Once seen in this context, it should be clear that the efforts of this
book have nothing to do with a reactionary rejection of technology.
The Luddites in this current moment are those who nostalgically
cling to the hyperactive hive mind, claiming that there’s no need to
keep striving to improve how we work in an increasingly high-tech
world.
Once we understand the contours of our frustrations with
knowledge work, we recognize that we have the potential to make
these efforts not only massively more productive, but also massively
more fulfilling and sustainable. This has to be one of the most
exciting and impactful challenges that almost no one is talking
about . . . yet. “We need to proceed with our eyes wide open,”

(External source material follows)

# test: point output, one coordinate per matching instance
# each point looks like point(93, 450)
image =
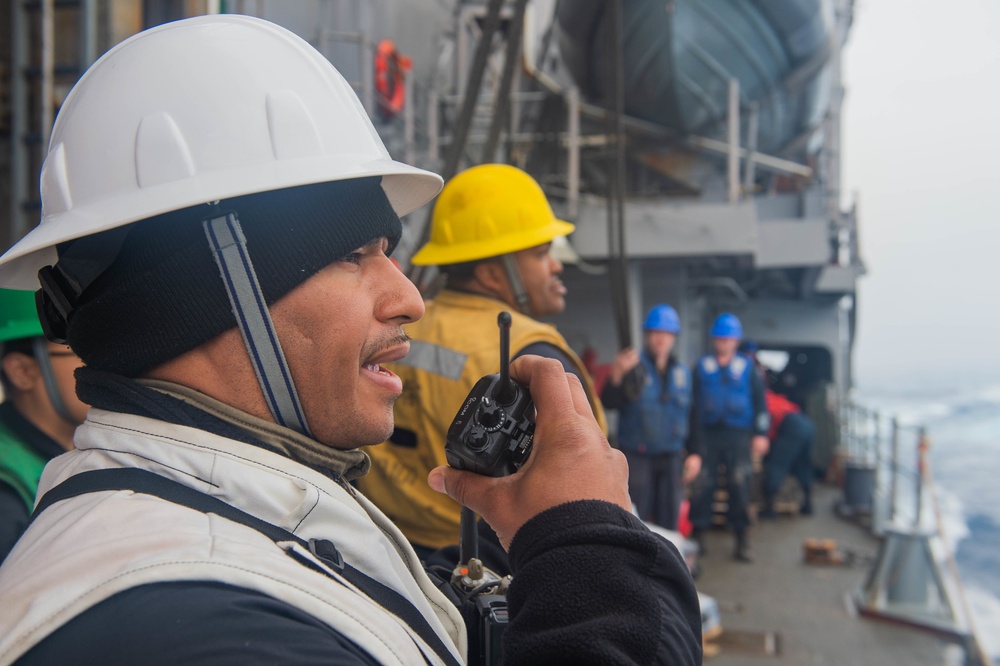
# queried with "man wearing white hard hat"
point(217, 218)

concluded Postman, “so that we may use technology rather than be
used by it.” If you’re one of the many millions exhausted by your
inbox, hopeful that there must be a better way to do good work in a
culture currently obsessed by constant connectivity, then it’s time to
open your eyes.
Acknowledgments
I began working on this book almost immediately after finishing the
manuscript for Deep Work. At the time, I knew I had only scratched
the surface of the complex landscape of issues afflicting knowledge
work in an age of digital networks, but I was struggling to cohere
these lingering thoughts into a useful framework. In the fall of 2015,
as Deep Work was being prepared for printing, and my thinking was
moving on to what would come next, I found myself browsing
paperback displays at a Barnes & Noble in Bethesda, Maryland (now,
unfortunately, closed), when I came across a copy of Jaron Lanier’s
book Who Owns the Future? I was impressed by how he
complemented his criticism on the economic impacts of the
internet’s architecture with a bold and clear proposal for an
alternative. Standing there in the aisle, holding the book, a revelation
hit me that all at once seemed to clarify the muddled mass of
research and intuitions with which I’d been battling: What if work
didn’t require email?
The first person to whom I pitched this vision was my wife, Julie,
who has been helping me assess and mold book concepts since I
signed my first contract with Random House at the age of twenty-
one. She’s the key filter through which I run all early-stage book
ideas, so her positivity set the whole process in motion. The second
person to hear the pitch was my longtime literary agent and
publishing mentor Laurie Abkemeier, who, improbably enough, has
also been working with me since I was twenty-one. She, too,
encouraged me to develop the concept, and so began a long,
circuitous, intellectually exhilarating research process that ultimately
led to my taking this book to the market, where my editor at
Portfolio, Niki Papadopoulos, as well as the imprint publisher,
Adrian Zackheim, were enthusiastic, and bought this book along with
Digital Minimalism (which I ended up publishing first, in 2019).
Niki went on to play an integral role in the shaping of this book, as
well as the polishing of my tone and approach in tackling these topics
more generally—efforts for which I’m endlessly grateful. I must also
thank the publicity team at Portfolio, including Margot Stamas and
Lillian Ball, with whom I worked closely on Digital Minimalism and
am fortunate enough to work with again on this release, as well as
Mary Kate Skehan, who coordinated the marketing, and Kimberly
Meilun, who managed the publishing details.
The number of writing colleagues, friends, family members, and
neighbors who have heard me talk about this book concept over the
years, and in turn offered smart advice, are too numerous to
appropriately list, but their generosity in providing this feedback
undoubtedly played a major role in sharpening my ideas. Finally, I
want to highlight the contributions of my editor at The New Yorker,
Joshua Rothman, who commissioned me to write two articles during
this period on topics also covered in this book. These overlapping
efforts helped accelerate the pace at which I was able to gather
relevant research, and his editorial guidance helped improve both
my thinking and writing on these topics.